One injection can keep working for months because it delivers DNA instructions rather than the drug itself. The muscle cells read those instructions and manufacture the hormone mimic continuously, so there is nothing to wear off the way an injected peptide does. In mice, useful drug levels were still detectable around 70 days after a single dose.
Is this the same as the gene therapy people worry about changing your DNA?

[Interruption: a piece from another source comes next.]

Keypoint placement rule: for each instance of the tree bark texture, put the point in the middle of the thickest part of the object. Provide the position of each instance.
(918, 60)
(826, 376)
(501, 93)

This is not the kind of gene therapy that rewrites your DNA. The plasmids used here are small circular pieces of DNA that stay separate from the cell’s own chromosomes and are not designed to integrate into the genome, which is one of the safety arguments the researchers make for the approach. The cell simply reads them as instructions to make a protein.
Could this DNA platform be used for diseases other than diabetes and obesity?
This DNA platform could in principle be used well beyond diabetes and obesity, because the same delivery system can encode almost any therapeutic protein. The lab has already used it to make COVID-19 antibodies in people, and the researchers are now interested in incretins’ effects on immune conditions like arthritis and psoriasis. The bottleneck is safety and dosing control, not the range of possible targets.
Why did the researchers build a brand-new molecule with AI instead of just using existing drugs?
The researchers built a new molecule with AI because the DNA approach lets them design proteins that do not exist in nature and have the body produce them directly. Using AlphaFold and synthetic consensus design, they created a single hormone that activates both the GLP-1 and GIP receptors at once, the dual action behind drugs like Mounjaro, demonstrating that the platform can prototype custom therapeutics rather than only copy existing ones.
How close is this to being available for people?
This is not close to being available for people yet. The work was done in mice and sits at an early technology-readiness stage, with key steps like toxicology, large-animal studies, and human dosing trials still ahead. The encouraging part is that the underlying delivery method has already been shown to work safely in a human antibody trial for over 72 weeks.